Fourth, we have a love story. It is one packed tight with recognisable touches: bars in sad districts late at night, snatched lunches in student hang-outs, pains of misunderstanding, closeness intensified by infrequently exchanged letters over long distances - yes, the apparatus of the erotic is the same the world over. We have all undergone the spats between Watanabe and Midori in the soft-porn bookshop she runs with her sister. We have ached for a girl like Naoko who surely seems doomed but might bring us to a paradise. The novelist Murakami adds to the effect by the deployment of particular Japanese symbols that only just translate into our universal language of love - to pick up on the probable analogues, he keeps needing rereading.
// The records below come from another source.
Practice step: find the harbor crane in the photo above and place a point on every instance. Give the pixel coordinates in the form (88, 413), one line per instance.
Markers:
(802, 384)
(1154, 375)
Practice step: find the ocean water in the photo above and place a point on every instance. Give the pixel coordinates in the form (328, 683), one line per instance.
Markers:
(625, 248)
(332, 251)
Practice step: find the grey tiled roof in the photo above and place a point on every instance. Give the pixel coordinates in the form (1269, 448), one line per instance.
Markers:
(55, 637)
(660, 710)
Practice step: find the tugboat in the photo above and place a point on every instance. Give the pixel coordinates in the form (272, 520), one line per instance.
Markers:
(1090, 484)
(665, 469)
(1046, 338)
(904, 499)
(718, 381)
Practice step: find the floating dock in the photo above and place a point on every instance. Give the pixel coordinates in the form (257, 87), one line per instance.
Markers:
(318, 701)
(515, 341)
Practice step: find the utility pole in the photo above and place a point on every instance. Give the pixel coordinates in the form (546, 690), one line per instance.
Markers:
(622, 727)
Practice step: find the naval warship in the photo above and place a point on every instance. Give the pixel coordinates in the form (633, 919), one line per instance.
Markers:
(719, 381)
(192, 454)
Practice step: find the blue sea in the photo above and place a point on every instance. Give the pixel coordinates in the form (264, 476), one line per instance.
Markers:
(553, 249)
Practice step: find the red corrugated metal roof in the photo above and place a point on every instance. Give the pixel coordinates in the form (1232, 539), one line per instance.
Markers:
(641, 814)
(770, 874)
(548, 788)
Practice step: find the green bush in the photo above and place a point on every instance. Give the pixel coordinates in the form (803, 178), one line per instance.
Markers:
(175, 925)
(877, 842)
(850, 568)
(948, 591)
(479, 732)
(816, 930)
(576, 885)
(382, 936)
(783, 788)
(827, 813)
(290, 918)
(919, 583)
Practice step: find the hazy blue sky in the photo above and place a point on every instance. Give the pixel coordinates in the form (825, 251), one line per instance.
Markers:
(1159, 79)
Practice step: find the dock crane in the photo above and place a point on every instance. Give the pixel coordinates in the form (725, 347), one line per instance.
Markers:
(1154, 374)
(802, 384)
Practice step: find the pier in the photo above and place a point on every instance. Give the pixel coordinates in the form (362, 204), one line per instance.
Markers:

I will be quick with the last three explanations I advance for the success of this amazingly low-key but high-toned novel.
Murakami has the total understanding not only of his medium but of his country which only great novelists display. Here in this country, Dickens was the last, Priestley a good second, Amis a poor third. Just think how few writers of fiction recently have shown England to herself, as popularly as Murakami does Japan. Then the texture is simple - no matter how much of the richness of the range of reference you miss, you get an exquisitely told and timed and tremendous story.
Finally, there's the production. The novel is divided into two little pocket books the size of purses. The first is coloured red, the second green. They come in a box as gilded as an altar. Indeed at first sight you expect a religious experience of an oriental cast, despite the fact that the title refers to a Beatles number; Western pop echoes with erotic pomp throughout the text. Each volume is intimately pleasant to hold in the hand, but that hardly accounts for the gimmick, device, affectation, or whatever the reason behind this format that seems less book than box of chocolates. Who cares? The fact remains that more than four million copies have transmogrified Japan, and it's high time, in a mood both analytical and pleasurable, that we looked at the evidence.
It will give nothing but joy, melancholy, comprehension.